Посередине, под знаменем полка, стоят три стола, покрытые красной материей, на них – три гроба. В «цинках» лежит все, что удалось подобрать на месте падения сбитого вертолета «Ми-8». Говорят прощальные слова командиры и товарищи, кто – владея собой, а кто – и не совсем…
Каждый из нас может оказаться в этих «цинках», но у вертолетчиков – больше шансов, и каждый думает: «Сегодня – не я, эта участь – не для меня…»
Обиднее всего – только вчера пришла директива: стрельба и бомбометание (для вертолетов) с высоты не менее тысячи пятисот метров. Появись эта шифровка на два дня раньше – ребята и сейчас топтали бы эту землю, как прежде…
Звучат хлопки выстрелов, полк расходится.
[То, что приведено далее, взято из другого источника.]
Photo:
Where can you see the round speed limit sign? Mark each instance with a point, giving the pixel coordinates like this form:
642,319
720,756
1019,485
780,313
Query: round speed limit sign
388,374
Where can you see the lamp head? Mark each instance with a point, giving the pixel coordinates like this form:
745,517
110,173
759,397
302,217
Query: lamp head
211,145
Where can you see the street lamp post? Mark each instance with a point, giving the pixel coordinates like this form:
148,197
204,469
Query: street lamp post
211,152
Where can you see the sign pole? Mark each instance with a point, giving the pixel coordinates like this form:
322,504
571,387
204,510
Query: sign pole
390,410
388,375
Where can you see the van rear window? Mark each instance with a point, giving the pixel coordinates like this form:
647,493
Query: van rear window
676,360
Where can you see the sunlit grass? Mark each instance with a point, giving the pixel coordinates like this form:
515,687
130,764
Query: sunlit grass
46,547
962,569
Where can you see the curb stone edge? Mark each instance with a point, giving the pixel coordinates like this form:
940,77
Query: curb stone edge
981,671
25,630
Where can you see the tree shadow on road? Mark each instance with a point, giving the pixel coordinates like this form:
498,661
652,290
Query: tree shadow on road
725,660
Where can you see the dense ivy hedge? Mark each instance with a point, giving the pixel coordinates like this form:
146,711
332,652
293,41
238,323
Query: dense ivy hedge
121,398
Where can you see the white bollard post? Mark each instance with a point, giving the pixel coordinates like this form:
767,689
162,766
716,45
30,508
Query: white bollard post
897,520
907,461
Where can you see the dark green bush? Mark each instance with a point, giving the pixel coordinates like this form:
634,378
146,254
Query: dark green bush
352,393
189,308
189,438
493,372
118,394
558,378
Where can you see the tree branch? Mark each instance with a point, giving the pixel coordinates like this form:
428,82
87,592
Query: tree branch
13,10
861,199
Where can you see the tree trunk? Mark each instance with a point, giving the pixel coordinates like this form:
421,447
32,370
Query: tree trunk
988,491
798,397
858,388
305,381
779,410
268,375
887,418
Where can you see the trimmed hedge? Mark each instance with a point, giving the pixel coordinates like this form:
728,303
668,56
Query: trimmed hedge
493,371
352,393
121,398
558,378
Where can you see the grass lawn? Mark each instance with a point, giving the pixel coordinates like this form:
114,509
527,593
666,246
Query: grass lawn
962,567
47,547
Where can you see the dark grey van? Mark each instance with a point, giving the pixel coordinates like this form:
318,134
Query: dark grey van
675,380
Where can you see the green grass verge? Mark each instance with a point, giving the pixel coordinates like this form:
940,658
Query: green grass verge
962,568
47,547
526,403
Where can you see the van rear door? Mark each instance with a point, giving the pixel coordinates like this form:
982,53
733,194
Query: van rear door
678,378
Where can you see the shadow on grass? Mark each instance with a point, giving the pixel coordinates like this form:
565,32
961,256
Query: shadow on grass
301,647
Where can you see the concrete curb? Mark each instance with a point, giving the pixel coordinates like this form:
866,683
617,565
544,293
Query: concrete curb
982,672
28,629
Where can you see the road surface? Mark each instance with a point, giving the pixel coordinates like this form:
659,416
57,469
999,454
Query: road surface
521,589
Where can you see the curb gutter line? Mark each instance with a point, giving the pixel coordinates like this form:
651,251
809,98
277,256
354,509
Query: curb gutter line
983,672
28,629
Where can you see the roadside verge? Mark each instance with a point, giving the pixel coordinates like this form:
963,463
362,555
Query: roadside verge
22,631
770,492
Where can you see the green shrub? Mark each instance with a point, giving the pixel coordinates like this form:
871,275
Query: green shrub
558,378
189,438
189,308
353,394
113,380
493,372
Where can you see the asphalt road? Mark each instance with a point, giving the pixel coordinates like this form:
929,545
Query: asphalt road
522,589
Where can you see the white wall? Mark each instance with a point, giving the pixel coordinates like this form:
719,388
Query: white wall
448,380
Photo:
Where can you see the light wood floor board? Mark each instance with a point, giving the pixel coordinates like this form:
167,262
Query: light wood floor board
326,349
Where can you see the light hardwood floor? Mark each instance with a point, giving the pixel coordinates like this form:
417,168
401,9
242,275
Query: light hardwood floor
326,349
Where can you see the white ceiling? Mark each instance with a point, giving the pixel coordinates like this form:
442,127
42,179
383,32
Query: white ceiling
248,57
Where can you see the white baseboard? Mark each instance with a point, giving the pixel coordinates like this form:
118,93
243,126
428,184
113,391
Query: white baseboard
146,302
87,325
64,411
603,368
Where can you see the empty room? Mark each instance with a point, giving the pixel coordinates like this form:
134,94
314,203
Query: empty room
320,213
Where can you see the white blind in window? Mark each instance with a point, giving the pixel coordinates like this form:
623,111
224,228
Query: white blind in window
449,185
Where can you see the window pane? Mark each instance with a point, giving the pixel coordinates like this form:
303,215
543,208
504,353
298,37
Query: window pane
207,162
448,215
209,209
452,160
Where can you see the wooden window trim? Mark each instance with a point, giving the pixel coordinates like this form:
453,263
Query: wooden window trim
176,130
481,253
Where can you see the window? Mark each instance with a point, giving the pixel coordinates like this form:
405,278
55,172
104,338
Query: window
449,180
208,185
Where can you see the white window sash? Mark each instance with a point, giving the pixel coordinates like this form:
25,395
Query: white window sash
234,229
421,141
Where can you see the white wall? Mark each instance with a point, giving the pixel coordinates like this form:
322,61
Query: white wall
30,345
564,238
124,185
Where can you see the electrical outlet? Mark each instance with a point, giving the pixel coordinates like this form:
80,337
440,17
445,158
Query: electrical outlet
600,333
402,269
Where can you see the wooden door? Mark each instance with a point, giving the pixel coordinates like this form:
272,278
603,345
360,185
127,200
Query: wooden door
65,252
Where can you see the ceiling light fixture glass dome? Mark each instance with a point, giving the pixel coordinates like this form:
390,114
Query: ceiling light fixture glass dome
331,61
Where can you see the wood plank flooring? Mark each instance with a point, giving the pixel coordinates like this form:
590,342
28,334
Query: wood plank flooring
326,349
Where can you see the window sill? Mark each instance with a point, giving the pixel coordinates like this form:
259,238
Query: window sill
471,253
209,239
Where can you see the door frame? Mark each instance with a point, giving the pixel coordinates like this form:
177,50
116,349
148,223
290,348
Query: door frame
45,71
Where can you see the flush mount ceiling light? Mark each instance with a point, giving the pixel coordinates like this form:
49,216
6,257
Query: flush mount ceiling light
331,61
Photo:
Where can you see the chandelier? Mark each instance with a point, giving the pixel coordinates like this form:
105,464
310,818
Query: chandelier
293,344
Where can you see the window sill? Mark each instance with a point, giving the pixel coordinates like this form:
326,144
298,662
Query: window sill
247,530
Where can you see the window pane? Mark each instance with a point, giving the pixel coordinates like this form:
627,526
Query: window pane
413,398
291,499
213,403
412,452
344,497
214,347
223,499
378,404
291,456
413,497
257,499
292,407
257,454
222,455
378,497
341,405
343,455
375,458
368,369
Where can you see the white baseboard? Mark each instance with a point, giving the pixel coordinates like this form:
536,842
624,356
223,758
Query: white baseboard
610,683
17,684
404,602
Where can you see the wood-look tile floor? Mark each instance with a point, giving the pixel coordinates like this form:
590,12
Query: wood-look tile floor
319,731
Мы идем к себе в комнату. Сегодня у меня контрольные полеты на бомбометание. Пал Палыч проверяет меня в качестве инструктора. Когда Большаков перевел меня с «салона» на «грузовик», Санников подошел буквально следом: «Не переживай, Дрозд, этой пехоте трудно угодить».
Я и сам понимал, что командарм потребовал замены экипажа не из-за одного только опоздания. В самый первый раз, в Кундузе, я прочел в его водянистых, холодных глазах: «Я власть. Я наказую и милую, и никто другой здесь, на моей территории, мне не указ». Может, где-то улыбнулся невпопад? Пехота с лампасами приходит на самолет – и: «Командир, заводи, поехали…» Этот тип военачальника мне был знаком до боли. Он шевельнул пальцем – и… попробуй не выполнить!
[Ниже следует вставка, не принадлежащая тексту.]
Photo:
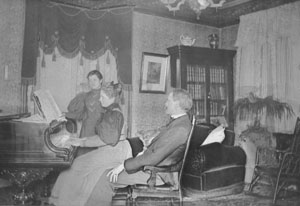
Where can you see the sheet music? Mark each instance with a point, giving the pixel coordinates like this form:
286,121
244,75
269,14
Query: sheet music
36,118
46,105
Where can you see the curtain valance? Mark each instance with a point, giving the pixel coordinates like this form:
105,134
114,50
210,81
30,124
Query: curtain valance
73,30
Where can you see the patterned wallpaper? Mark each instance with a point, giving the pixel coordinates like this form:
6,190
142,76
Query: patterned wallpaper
150,34
155,34
12,14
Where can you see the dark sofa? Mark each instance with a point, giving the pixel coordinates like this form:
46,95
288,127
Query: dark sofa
213,166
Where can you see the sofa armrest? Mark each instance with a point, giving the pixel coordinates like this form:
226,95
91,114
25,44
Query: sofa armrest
213,155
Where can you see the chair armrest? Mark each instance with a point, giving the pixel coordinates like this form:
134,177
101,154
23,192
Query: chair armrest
162,169
212,156
268,156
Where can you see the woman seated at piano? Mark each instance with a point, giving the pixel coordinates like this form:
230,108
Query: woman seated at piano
87,109
74,186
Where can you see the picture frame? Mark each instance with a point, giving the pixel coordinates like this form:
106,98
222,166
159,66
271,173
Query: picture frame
154,73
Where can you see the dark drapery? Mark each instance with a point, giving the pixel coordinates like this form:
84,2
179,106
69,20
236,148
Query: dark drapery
30,46
74,30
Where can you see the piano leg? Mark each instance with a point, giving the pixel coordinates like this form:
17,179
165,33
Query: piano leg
22,177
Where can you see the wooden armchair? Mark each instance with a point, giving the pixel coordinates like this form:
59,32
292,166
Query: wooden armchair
165,191
288,172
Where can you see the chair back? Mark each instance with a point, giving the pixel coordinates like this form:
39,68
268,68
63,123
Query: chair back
296,138
185,153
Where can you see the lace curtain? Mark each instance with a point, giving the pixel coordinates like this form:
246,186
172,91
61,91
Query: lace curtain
268,60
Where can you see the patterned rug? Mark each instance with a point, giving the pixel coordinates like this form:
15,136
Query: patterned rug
261,196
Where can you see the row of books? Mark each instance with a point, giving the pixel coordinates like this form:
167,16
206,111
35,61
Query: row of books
197,91
195,73
216,108
218,92
217,74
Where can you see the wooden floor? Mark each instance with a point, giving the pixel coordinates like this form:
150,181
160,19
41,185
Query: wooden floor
261,196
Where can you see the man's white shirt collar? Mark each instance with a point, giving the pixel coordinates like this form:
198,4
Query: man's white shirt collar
177,115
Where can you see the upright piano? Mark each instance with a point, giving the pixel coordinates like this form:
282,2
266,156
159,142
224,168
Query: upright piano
27,152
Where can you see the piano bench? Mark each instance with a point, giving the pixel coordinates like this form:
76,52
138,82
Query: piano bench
122,196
В Союзе один из командующих военным округом, генерал-лейтенант, узрел на аэродроме транспарант с лозунгом. Это были бессмертные слова отца русской авиации Жуковского: «Авиация не подчиняется никаким авторитетам, кроме лиц, свято соблюдающих летные законы».
– Как это «не подчиняется»? – вопросил грозно генерал. – Снять это. Повесить что-нибудь поновее…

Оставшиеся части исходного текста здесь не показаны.